Malmo’s only remaining rabbi, Shneur Kesselman, said he has been the victim of more than 50 anti-Semitic incidents during his eight years in Malmo. Kathrin Dominique, a congregant at Malmo’s 109-year-old synagogue told Rosenthal that her teenage sons have been harassed repeatedly, mainly by Muslim youths. Malmo now has a Muslim population of around 50,000, one sixth of the city’s population.

(For videos of the 2009 anti-Semitic riots in Malmo, please see this dispatch.)



The (London) Daily Mail reports that a former Palestinian intelligence officer has been sentenced to death after it was revealed he had sold his home to Jews. (You probably didn’t hear much, or anything about this, in the BBC and the rest of the British and international media.)

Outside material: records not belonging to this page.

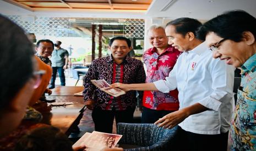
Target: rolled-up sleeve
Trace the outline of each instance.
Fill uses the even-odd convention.
[[[221,104],[231,101],[233,97],[233,86],[234,68],[224,61],[215,61],[210,70],[212,76],[213,92],[198,103],[215,111],[220,109]]]
[[[159,91],[163,93],[168,93],[170,91],[177,88],[177,81],[176,77],[176,66],[175,65],[172,70],[170,72],[169,76],[164,80],[160,80],[154,82],[154,84]]]

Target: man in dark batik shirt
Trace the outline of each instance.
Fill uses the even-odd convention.
[[[84,79],[84,99],[87,108],[92,110],[95,131],[112,133],[114,117],[119,122],[132,123],[136,104],[136,91],[113,97],[96,88],[92,79],[105,79],[109,84],[145,83],[145,71],[141,61],[127,56],[131,42],[123,37],[112,38],[108,49],[111,56],[94,60]],[[142,98],[143,92],[139,91]]]

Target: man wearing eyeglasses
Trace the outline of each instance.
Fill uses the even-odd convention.
[[[153,83],[113,86],[124,90],[177,88],[179,109],[155,123],[171,129],[178,124],[173,150],[226,150],[233,111],[234,68],[220,59],[196,38],[198,20],[179,18],[167,24],[168,43],[181,51],[169,77]],[[214,142],[216,145],[213,144]],[[209,148],[210,147],[210,148]]]
[[[176,63],[181,52],[168,44],[165,27],[153,25],[148,30],[150,43],[153,47],[143,54],[146,67],[146,83],[164,79]],[[154,123],[164,115],[179,108],[178,90],[166,93],[159,91],[145,91],[143,95],[142,123]]]

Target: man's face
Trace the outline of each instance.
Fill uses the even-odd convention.
[[[113,57],[116,59],[123,59],[132,49],[127,43],[123,40],[115,40],[108,49],[111,51]]]
[[[162,28],[151,29],[149,31],[148,35],[149,42],[156,48],[165,49],[168,46],[168,38]]]
[[[219,42],[224,38],[217,36],[211,32],[205,37],[207,45],[211,48],[214,47],[213,56],[214,58],[219,57],[220,60],[226,60],[226,63],[232,65],[235,67],[239,67],[248,59],[246,57],[246,52],[244,51],[244,42],[235,42],[231,40],[224,40],[221,43]],[[219,43],[219,44],[217,44]]]
[[[172,45],[180,51],[189,50],[190,41],[187,35],[176,33],[175,26],[169,25],[165,28],[165,33],[168,37],[168,44]]]
[[[41,42],[38,48],[36,48],[37,53],[44,57],[47,57],[52,55],[53,47],[51,43]]]

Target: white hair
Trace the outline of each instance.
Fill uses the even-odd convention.
[[[153,25],[152,26],[151,26],[147,30],[147,34],[149,33],[149,32],[150,30],[156,30],[156,29],[163,29],[164,31],[165,31],[165,27],[164,26],[162,26],[162,25]]]

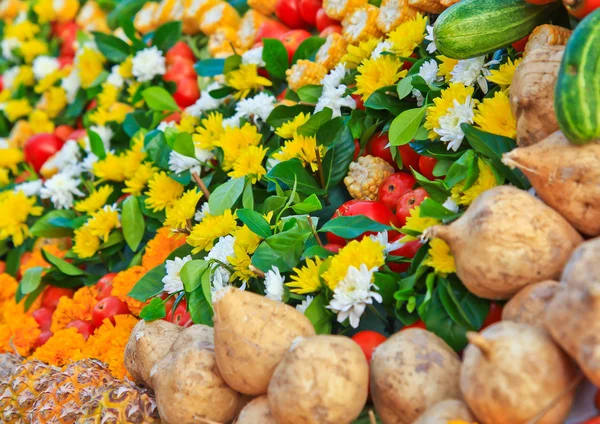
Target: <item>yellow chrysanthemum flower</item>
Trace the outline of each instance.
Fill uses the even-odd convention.
[[[148,198],[145,203],[154,212],[173,206],[183,194],[183,184],[175,181],[163,171],[154,174],[154,177],[148,182],[148,187],[146,192]]]
[[[365,264],[368,269],[379,268],[385,263],[384,247],[381,243],[364,237],[361,241],[353,240],[342,247],[337,255],[331,258],[331,264],[323,273],[327,287],[334,290],[348,273],[348,268],[360,268]]]
[[[395,84],[408,73],[402,70],[402,61],[392,55],[381,55],[377,59],[365,59],[358,67],[355,94],[366,101],[380,88]]]
[[[450,252],[450,246],[444,240],[432,239],[427,254],[429,256],[423,260],[423,264],[432,267],[438,274],[447,275],[456,272],[454,256]]]
[[[236,99],[244,99],[252,90],[273,85],[269,79],[258,75],[258,67],[253,64],[240,65],[239,69],[228,72],[225,82],[237,91],[234,94]]]
[[[202,222],[194,225],[186,242],[194,247],[192,253],[209,250],[214,246],[216,239],[231,234],[236,226],[235,217],[229,209],[223,215],[207,214]]]
[[[504,91],[497,91],[494,97],[483,99],[477,106],[473,121],[489,133],[509,138],[517,136],[517,121],[510,108],[510,99]]]
[[[109,185],[103,185],[94,191],[85,200],[80,200],[75,204],[75,210],[84,213],[96,212],[106,204],[108,198],[113,193],[113,188]]]
[[[279,137],[284,138],[286,140],[288,138],[292,138],[294,136],[294,134],[296,133],[296,131],[298,131],[298,128],[300,128],[302,125],[306,124],[309,119],[310,119],[310,113],[305,114],[305,113],[300,112],[298,115],[296,115],[296,117],[294,119],[290,119],[285,124],[282,124],[279,128],[277,128],[277,131],[275,131],[275,134],[277,134]]]
[[[290,287],[292,293],[307,294],[316,292],[321,288],[319,268],[323,261],[319,257],[307,259],[302,268],[294,268],[296,275],[292,275],[292,281],[285,285]]]

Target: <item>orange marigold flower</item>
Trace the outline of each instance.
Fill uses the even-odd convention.
[[[173,250],[185,244],[185,237],[169,237],[171,229],[163,227],[156,232],[156,236],[148,242],[146,252],[142,256],[142,266],[146,269],[152,269],[165,262],[167,256]]]
[[[140,302],[129,297],[129,292],[140,278],[148,271],[144,266],[134,266],[119,272],[113,280],[112,295],[117,296],[122,302],[127,303],[132,314],[139,316],[140,311],[146,306],[146,302]]]

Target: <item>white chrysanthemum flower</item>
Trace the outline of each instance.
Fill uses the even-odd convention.
[[[71,209],[75,196],[84,196],[79,190],[81,180],[71,174],[59,172],[46,180],[40,189],[42,199],[50,199],[56,209]]]
[[[333,299],[327,306],[337,313],[338,322],[349,319],[350,325],[357,328],[367,305],[373,304],[374,300],[381,303],[381,295],[371,291],[377,288],[371,283],[377,270],[377,267],[369,269],[365,264],[361,264],[359,269],[348,267],[348,273],[333,291]]]
[[[38,56],[33,59],[33,75],[36,80],[41,80],[52,72],[57,71],[60,68],[58,59],[50,56]]]
[[[273,267],[265,274],[265,297],[281,302],[283,299],[283,283],[285,278],[281,276],[279,268]]]
[[[131,73],[139,82],[150,81],[166,72],[165,58],[156,46],[140,50],[133,57]]]
[[[440,139],[448,143],[448,150],[457,151],[465,138],[465,133],[460,127],[461,124],[472,124],[473,100],[471,96],[467,97],[465,103],[458,103],[454,100],[454,107],[448,109],[448,113],[439,119],[439,128],[433,131],[440,136]]]
[[[165,268],[167,275],[162,279],[163,290],[169,294],[177,293],[183,290],[183,281],[181,281],[181,268],[192,260],[190,255],[183,258],[175,258],[173,261],[167,261]]]

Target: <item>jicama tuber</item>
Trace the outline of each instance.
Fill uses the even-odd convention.
[[[579,372],[546,331],[501,321],[467,338],[460,388],[477,422],[565,422]]]
[[[576,229],[600,235],[600,140],[571,144],[557,131],[502,161],[523,171],[540,198]]]
[[[529,284],[558,279],[583,241],[558,212],[512,186],[482,193],[458,220],[425,235],[448,243],[458,277],[487,299],[508,299]]]
[[[394,334],[370,365],[371,397],[384,424],[410,424],[437,402],[461,397],[458,355],[427,330]]]
[[[517,66],[510,86],[510,104],[517,120],[517,144],[530,146],[554,131],[554,86],[564,46],[534,49]]]
[[[546,308],[546,328],[600,386],[600,238],[583,243],[565,267]]]
[[[292,341],[315,334],[295,308],[233,287],[216,293],[214,309],[219,371],[229,386],[247,395],[266,393]]]
[[[269,407],[278,424],[349,424],[369,392],[362,349],[344,336],[301,338],[269,383]]]

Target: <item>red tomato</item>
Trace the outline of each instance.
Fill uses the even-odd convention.
[[[98,328],[102,325],[102,321],[106,318],[110,318],[110,321],[114,324],[115,315],[124,315],[129,313],[129,307],[118,297],[109,296],[102,299],[94,306],[92,310],[92,325],[94,328]]]
[[[90,321],[82,321],[78,319],[69,323],[69,325],[67,325],[67,328],[76,328],[79,334],[81,334],[86,340],[92,334],[94,334],[94,326]]]
[[[396,218],[400,222],[400,226],[406,224],[406,218],[410,216],[410,210],[423,203],[429,195],[423,187],[409,191],[398,200],[396,205]]]
[[[61,297],[73,297],[73,294],[75,294],[75,290],[73,289],[48,286],[42,294],[42,307],[54,310],[58,306],[58,301]]]
[[[322,32],[325,30],[325,28],[328,28],[333,25],[340,26],[340,22],[336,21],[335,19],[331,19],[329,16],[327,16],[327,12],[325,12],[325,9],[323,8],[317,10],[317,16],[315,20],[317,23],[317,30],[319,32]]]
[[[288,52],[288,61],[290,63],[292,63],[294,53],[296,53],[296,50],[298,50],[300,44],[302,44],[302,42],[308,37],[310,37],[310,32],[303,29],[294,29],[281,36],[279,40],[281,40]]]
[[[58,152],[63,144],[65,142],[54,134],[36,134],[27,140],[23,148],[25,162],[33,166],[35,172],[40,172],[42,165]]]
[[[311,26],[317,25],[317,12],[323,6],[322,0],[300,0],[300,16]]]
[[[398,200],[412,190],[417,180],[407,172],[396,172],[387,177],[379,186],[377,200],[389,210],[396,212]]]
[[[300,15],[300,0],[277,0],[275,15],[290,28],[300,29],[307,26]]]
[[[430,158],[429,156],[419,156],[419,172],[421,175],[427,177],[428,180],[435,180],[433,168],[436,163],[437,159]]]
[[[167,54],[165,55],[165,59],[167,64],[173,63],[177,58],[187,59],[194,63],[196,61],[196,56],[194,56],[194,52],[183,41],[176,42],[173,47],[169,49]]]
[[[370,363],[375,348],[381,343],[385,342],[387,337],[376,331],[365,330],[360,331],[352,336],[352,340],[354,340],[354,342],[360,346],[365,354],[365,358],[367,358],[367,362]]]
[[[50,308],[40,308],[32,312],[31,316],[40,326],[40,330],[42,332],[49,331],[50,325],[52,324],[52,314],[54,313],[54,309]]]

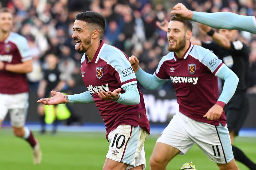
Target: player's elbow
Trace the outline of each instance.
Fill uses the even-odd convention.
[[[27,73],[30,73],[33,70],[33,67],[32,66],[31,66],[31,67],[28,67],[26,68],[25,70]]]

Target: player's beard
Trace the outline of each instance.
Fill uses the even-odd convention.
[[[89,36],[85,40],[84,40],[84,44],[86,46],[88,46],[90,45],[92,42],[90,38],[91,37]],[[81,44],[81,45],[82,45],[82,49],[79,49],[77,50],[77,52],[80,54],[84,53],[84,52],[86,52],[86,51],[87,51],[87,50],[88,49],[88,47],[89,47],[89,46],[88,46],[88,47],[87,47],[87,48],[86,48],[84,47],[84,46],[82,44]]]
[[[186,35],[184,35],[183,38],[178,43],[176,42],[176,45],[175,47],[173,48],[171,47],[170,45],[168,44],[168,51],[179,51],[183,49],[186,46]]]

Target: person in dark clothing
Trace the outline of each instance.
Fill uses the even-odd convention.
[[[161,23],[157,22],[156,25],[167,31],[168,23],[165,20]],[[237,30],[220,29],[217,32],[206,25],[200,24],[199,26],[201,30],[211,36],[214,41],[205,43],[194,37],[191,39],[191,43],[212,50],[239,79],[235,94],[224,110],[226,112],[235,159],[250,169],[256,169],[256,164],[233,144],[234,138],[238,135],[249,111],[249,103],[246,94],[249,68],[248,48],[244,43],[236,39]],[[212,60],[209,64],[213,65],[215,64],[215,62]]]
[[[237,30],[220,29],[217,32],[206,25],[199,25],[201,29],[211,36],[214,41],[205,43],[198,41],[196,43],[212,50],[239,78],[236,92],[224,107],[224,110],[235,159],[250,169],[256,169],[256,164],[233,145],[235,137],[238,135],[249,112],[249,102],[246,94],[249,68],[248,47],[245,44],[236,40]],[[212,63],[214,64],[214,61]]]

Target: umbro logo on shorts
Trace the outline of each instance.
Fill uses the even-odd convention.
[[[114,149],[113,150],[111,150],[114,153],[119,153],[119,152],[116,150],[116,149]]]

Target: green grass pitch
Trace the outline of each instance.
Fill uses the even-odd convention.
[[[10,129],[0,130],[0,169],[1,170],[70,170],[102,169],[108,143],[105,134],[101,133],[58,132],[56,135],[40,135],[34,132],[40,140],[43,152],[42,163],[33,164],[32,150],[24,140],[14,137]],[[149,169],[149,160],[157,136],[150,135],[145,144],[146,169]],[[237,137],[235,145],[256,161],[256,138]],[[218,169],[209,160],[196,145],[185,156],[179,155],[168,165],[168,170],[178,170],[186,162],[192,161],[198,170]],[[249,169],[238,163],[240,170]]]

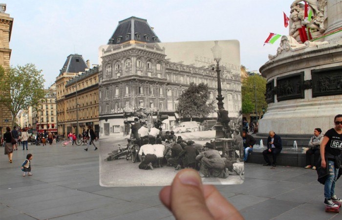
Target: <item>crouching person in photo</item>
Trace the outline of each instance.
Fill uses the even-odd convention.
[[[144,139],[143,144],[139,151],[138,156],[141,161],[139,165],[139,169],[143,170],[153,170],[153,164],[157,162],[157,156],[154,154],[154,149],[153,145],[150,144],[148,139]],[[145,157],[143,159],[143,154]]]
[[[204,146],[205,151],[196,157],[201,160],[200,172],[201,177],[227,178],[226,164],[218,151],[214,150],[214,146],[207,142]]]

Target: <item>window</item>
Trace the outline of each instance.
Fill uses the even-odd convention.
[[[157,71],[161,71],[162,65],[160,64],[157,64]]]
[[[125,63],[125,66],[126,67],[126,70],[129,70],[131,69],[132,67],[132,63],[130,61],[130,59],[128,59],[126,60]]]
[[[111,65],[107,64],[106,66],[106,73],[107,74],[110,74],[111,73]]]
[[[177,89],[174,89],[173,90],[173,96],[178,97],[178,90]]]
[[[141,69],[143,67],[143,62],[140,60],[137,60],[137,68]]]
[[[106,88],[106,97],[108,98],[109,97],[109,88],[108,87]]]
[[[152,63],[150,62],[150,61],[146,63],[146,67],[147,68],[148,70],[152,70]]]
[[[119,72],[121,70],[120,62],[117,62],[116,64],[115,64],[115,72]]]
[[[172,91],[171,90],[171,88],[168,88],[168,91],[167,91],[167,94],[168,94],[168,96],[171,96],[172,95]]]

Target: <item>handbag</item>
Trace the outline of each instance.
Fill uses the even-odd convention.
[[[12,144],[17,144],[17,141],[13,138],[13,136],[12,136],[12,132],[11,132],[11,143],[12,143]]]

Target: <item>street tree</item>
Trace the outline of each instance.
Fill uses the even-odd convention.
[[[11,111],[12,127],[20,110],[37,107],[45,96],[45,80],[41,73],[32,64],[7,69],[0,66],[0,103]]]
[[[203,118],[214,109],[213,103],[208,102],[210,93],[207,84],[190,84],[189,88],[178,98],[177,111],[181,117]]]
[[[258,75],[250,76],[242,81],[241,93],[243,113],[255,112],[256,106],[259,119],[261,119],[263,110],[265,110],[267,108],[265,98],[266,84],[266,79]]]

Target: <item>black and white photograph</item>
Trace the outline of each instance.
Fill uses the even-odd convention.
[[[184,168],[206,184],[242,183],[238,41],[161,43],[151,29],[123,30],[144,22],[121,22],[99,49],[100,185],[167,185]]]

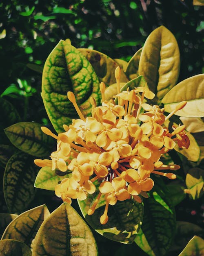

Muhammad Abu Shahala, who worked for the Palestinian Authority reportedly confessed under torture to selling his home in Hebron on the West Bank to a Jewish man.

Jewish officials are now calling for the international community to intervene to save Abu Shahala’s life. In an open letter addressed to Ban Ki-moon, Hillary Clinton, and others, they wrote: “It is appalling to think that property sales to Jews should be defined as a ‘capital crime’ punishable by death. The very fact that such a ‘law’ exists within the framework of the Palestinian Authority legal system points to a barbaric and perverse type of justice, reminiscent of practices implemented during the dark ages.”

“It is incumbent upon the entire international community, which views Abu Mazen and the Palestinian Authority as a viable Middle East peace partner, to publicly reject such acts of legal murder, when the ‘crime’ is nothing more than property sales.”